An example of a letter that contained many of the industry's messages appeared in the June 27 edition of the New York Times.

The writer, Pete Petersen, identified as an employee benefits consultant for small employers, took issue with a June 20 Times editorial, which noted that, like Medicare, "a public (health insurance) plan would have lower administrative expenses than private plans."

Mr. Petersen claimed that the Medicare program is a poor example of an efficient government program, because it is administered by the private sector. While it is true that the government contracts with private companies to handle claims, the reason Medicare has such low administrative costs is because it does not have the unnecessary overhead expenses private insurers have, such as costs associated with sales, marketing and underwriting.
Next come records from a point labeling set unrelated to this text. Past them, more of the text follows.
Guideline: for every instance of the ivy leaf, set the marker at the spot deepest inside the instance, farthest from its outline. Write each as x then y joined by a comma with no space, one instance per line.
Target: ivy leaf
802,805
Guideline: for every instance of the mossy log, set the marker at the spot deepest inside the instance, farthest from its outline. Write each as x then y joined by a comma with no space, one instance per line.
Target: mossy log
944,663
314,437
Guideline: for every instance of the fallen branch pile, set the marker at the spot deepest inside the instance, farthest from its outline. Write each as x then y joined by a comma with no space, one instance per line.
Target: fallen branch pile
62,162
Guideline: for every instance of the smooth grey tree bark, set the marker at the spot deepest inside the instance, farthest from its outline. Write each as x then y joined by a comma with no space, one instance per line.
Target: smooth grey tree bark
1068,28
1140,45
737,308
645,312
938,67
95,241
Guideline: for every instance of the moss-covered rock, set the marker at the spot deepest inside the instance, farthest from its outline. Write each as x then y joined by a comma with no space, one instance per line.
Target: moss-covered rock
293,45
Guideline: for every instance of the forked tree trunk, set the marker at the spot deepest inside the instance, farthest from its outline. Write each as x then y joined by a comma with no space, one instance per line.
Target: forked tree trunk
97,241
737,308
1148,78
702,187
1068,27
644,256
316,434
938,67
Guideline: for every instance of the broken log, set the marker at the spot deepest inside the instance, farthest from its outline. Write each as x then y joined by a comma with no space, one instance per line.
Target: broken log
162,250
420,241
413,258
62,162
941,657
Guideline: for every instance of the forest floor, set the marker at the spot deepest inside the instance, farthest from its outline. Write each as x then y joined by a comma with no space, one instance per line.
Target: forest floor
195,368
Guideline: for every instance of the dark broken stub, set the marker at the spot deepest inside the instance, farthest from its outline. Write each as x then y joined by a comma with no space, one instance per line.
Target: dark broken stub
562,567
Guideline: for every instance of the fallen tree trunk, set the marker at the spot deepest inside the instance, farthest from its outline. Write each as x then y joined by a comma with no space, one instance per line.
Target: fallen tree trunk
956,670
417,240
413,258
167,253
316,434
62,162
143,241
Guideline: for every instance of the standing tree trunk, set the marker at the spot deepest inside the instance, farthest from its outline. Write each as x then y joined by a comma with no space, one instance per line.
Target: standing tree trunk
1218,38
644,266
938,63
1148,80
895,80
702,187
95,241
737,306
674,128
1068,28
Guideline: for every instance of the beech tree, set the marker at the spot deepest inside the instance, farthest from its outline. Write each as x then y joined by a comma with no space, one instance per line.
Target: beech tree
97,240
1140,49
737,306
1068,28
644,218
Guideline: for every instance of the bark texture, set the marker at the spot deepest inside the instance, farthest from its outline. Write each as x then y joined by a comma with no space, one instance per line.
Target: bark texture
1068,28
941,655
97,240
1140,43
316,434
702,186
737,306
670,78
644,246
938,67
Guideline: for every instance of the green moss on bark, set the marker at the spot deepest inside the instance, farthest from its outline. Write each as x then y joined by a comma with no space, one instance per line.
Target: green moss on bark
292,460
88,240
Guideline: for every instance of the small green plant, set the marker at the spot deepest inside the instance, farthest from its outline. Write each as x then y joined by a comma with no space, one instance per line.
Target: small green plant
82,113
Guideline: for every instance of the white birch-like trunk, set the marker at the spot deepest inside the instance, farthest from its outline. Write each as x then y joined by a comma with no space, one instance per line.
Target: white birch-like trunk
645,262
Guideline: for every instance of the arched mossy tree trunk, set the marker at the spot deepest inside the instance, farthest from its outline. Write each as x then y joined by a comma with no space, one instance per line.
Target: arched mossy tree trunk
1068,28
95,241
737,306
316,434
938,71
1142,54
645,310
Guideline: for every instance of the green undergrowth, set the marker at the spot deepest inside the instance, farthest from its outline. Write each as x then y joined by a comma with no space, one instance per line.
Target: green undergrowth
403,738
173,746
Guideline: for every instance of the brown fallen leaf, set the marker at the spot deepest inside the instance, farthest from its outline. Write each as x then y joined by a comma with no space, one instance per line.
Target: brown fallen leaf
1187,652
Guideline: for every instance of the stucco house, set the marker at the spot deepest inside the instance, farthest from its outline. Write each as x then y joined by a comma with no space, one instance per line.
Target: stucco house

Mr. Peterson also wrote that Medicaid, Champus and state CHIPs "that are administered by federal, state and municipal authorities" average 26 percent in administrative costs. What he did not mention is that in many if not most cases, those authorities have turned those programs over to the insurance industry to run. Private insurers' involvement in those programs is much greater than in the Medicare program. That helps explain why they have higher administrative costs.

Mr. Peterson also claimed that, according to a 2006 PricewaterhouseCoopers study, "86 cents of every premium dollar goes directly toward paying for medical services." What he does not disclose is that America's Health Insurance Plans, the insurance industry's biggest trade and lobbying group, commissioned that study. A 2008 study by PricewaterhouseCoopers that was not paid for by the insurance industry tells a different and more revealing story. That study reveals that the percentage of premium dollars going to pay for medical care has fallen from more than 95 percent to slightly more than 80 percent since 1993.

For another great example of how the insurance industry uses its allies to flood newspapers with letters to the editor, read Trudy Lieberman's April blog post for Columbia Journalism Review. She discloses how an alert editorial page editor at the North Andover, Massachusetts Eagle-Tribune caught the industry red-handed.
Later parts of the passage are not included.